Question

1428. 至少有一个 1 的最左端列

English Version

题目描述

_（这是一个交互题）_

我们称只包含元素 0 或 1 的矩阵为二进制矩阵。矩阵中每个单独的行都按非递减顺序排序。

给定一个这样的二进制矩阵，返回至少包含一个 1 的最左端列的索引（从 0 开始）。如果这样的列不存在，返回 -1。

您不能直接访问该二进制矩阵。你只可以通过 BinaryMatrix 接口来访问。

• BinaryMatrix.get(row, col) 返回位于索引 (row, col) （从 0 开始）的元素。
• BinaryMatrix.dimensions() 返回含有 2 个元素的列表 [rows, cols]，表示这是一个 rows * cols的矩阵。

如果提交的答案调用 BinaryMatrix.get 超过 1000 次，则该答案会被判定为_错误答案_。提交任何试图规避判定机制的答案将会被取消资格。

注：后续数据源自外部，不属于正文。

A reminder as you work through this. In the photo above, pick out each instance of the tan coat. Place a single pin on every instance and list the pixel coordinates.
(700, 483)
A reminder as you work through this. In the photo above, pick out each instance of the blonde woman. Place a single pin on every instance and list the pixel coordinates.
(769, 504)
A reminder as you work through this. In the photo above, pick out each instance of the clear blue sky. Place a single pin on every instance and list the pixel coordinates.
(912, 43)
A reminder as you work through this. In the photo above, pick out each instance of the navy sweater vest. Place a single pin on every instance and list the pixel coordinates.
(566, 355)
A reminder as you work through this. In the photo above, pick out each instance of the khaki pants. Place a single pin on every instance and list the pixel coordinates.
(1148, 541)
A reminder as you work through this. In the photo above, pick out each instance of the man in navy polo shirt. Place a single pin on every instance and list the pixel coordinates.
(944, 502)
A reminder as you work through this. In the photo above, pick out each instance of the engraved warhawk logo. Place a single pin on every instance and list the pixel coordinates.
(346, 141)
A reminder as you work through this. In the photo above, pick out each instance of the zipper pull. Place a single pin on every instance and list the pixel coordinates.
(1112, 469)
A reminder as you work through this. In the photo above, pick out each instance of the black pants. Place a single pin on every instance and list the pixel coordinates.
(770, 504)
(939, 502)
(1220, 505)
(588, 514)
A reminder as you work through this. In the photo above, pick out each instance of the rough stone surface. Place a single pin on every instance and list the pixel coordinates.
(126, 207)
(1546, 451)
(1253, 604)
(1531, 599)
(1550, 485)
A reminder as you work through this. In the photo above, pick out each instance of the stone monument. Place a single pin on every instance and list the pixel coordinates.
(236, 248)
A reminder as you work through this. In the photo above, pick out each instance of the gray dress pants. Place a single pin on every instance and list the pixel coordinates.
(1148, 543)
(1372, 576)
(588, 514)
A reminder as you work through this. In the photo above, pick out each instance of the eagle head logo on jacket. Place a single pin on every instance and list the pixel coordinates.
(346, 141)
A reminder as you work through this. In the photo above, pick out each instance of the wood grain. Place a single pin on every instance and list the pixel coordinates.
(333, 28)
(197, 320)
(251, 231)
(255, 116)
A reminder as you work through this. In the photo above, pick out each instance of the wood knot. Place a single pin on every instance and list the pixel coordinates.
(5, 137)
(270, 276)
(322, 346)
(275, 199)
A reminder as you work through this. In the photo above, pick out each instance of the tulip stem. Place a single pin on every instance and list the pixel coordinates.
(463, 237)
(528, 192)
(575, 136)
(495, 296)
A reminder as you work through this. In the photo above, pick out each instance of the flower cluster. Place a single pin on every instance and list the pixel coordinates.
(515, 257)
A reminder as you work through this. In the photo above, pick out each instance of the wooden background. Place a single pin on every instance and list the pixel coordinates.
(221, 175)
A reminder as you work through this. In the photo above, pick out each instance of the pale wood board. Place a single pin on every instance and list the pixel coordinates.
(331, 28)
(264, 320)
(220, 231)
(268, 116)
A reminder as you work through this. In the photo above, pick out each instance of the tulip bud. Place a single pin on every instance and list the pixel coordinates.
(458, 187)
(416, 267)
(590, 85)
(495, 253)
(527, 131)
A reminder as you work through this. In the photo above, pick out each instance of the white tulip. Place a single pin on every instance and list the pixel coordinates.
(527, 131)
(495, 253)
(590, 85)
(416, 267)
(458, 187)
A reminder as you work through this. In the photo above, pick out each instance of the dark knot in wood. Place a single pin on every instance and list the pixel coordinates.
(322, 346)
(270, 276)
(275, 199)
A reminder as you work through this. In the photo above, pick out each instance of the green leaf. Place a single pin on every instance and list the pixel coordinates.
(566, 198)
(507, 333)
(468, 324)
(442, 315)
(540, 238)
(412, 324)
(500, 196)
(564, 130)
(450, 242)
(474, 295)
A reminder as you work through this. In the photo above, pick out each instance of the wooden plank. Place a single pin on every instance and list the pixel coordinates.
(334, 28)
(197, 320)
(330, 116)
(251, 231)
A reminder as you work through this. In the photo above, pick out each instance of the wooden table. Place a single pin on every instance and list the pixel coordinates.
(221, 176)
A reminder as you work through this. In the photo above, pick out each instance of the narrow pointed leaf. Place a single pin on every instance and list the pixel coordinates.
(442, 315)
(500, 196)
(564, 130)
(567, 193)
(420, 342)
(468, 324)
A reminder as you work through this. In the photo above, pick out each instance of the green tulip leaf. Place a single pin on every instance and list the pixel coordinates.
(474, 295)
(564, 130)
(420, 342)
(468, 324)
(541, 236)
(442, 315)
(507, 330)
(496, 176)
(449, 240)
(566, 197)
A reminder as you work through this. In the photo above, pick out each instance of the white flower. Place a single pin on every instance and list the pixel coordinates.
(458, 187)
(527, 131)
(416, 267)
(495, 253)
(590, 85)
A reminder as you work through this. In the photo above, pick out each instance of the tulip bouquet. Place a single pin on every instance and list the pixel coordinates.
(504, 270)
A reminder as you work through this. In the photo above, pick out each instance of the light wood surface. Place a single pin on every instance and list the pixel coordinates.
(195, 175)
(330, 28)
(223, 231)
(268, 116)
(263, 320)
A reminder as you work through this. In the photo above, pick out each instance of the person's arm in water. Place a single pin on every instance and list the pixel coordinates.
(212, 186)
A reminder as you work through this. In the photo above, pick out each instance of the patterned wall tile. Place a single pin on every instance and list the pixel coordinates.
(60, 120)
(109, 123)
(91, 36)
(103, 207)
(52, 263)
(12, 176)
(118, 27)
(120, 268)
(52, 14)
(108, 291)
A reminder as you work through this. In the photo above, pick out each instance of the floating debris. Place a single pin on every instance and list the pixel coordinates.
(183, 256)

下列示例中， mat 为给定的二进制矩阵。您不能直接访问该矩阵。

 

示例 1:

输入: mat = [[0,0],[1,1]]
输出: 0

示例 2:

输入: mat = [[0,0],[0,1]]
输出: 1

示例 3:

输入: mat = [[0,0],[0,0]]
输出: -1

示例 4:

输入: mat = [[0,0,0,1],[0,0,1,1],[0,1,1,1]]
输出: 1

 

提示:

• rows == mat.length
• cols == mat[i].length
• 1 <= rows, cols <= 100
• mat[i][j] 只会是 0 或 1。
• mat[i] 已按非递减顺序排序。

解法

方法一：二分查找

我们先调用 BinaryMatrix.dimensions() 得到矩阵的行数 $m$ 和列数 $n$，然后对于每一行，我们使用二分查找来找到最左边的 $1$ 所在的列数 $j$，找出所有行中最小的满足 $j$ 的值即为答案。如果不存在这样的列，则返回 $-1$。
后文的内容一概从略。